Hi guys, Im a 4/3 shooter and looking at upgrading my setup to a FX system or maybe a D7100 with good glass.

I enjoy shooting landscapes, wildlife, and holiday travel photos. I enjoy my current gear but the 12mp sensor is getting old and behind the competition, and doesn't give me alot of cropping when printing. Im also a new home owner with lots of empty walls for getting pictures printed.

These are the upgrade paths im looking at -

D600 + Kit 24-85VR  +  70-200 F4 ( I have good filters at 72mm already so can re use these for this kit lens.
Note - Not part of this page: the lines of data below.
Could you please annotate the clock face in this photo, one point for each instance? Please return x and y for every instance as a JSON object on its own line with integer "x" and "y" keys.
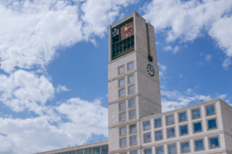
{"x": 150, "y": 70}
{"x": 126, "y": 30}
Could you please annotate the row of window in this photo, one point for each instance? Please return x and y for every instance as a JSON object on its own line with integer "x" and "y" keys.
{"x": 185, "y": 146}
{"x": 121, "y": 69}
{"x": 210, "y": 110}
{"x": 183, "y": 130}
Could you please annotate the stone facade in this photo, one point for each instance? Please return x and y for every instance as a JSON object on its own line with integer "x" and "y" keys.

D600 + Tamron 24-70 VC +  70-200 F4

D7100 + Sigma 17-50 + 70-200 F4

So here are some questions I need help clarifying

  • I read on the d7100 review that 24mp on a APS-C sensor is equivalent pixel density of around 50+ MP on Fullframe. Does this mean then a landscape photo that doesnt require much editing at low iso will be better on a D7100?
  • If viewing a large prints I'm guessing the higher pixel count would look better?
  • I have come across a few places that say to get best results, sharpness across the frame, that FF needs to stop down alot more. IS this always the case or more on the lenses. I guess for portraiture this isnt a issue, but for travel photos/landscapes, would I have to shoot around f8 all the time for optimum settings? This may offset the iso advantage by having to up the iso to get good shutter speeds.
  • Does having larger pixels mean the sensor can capture more details?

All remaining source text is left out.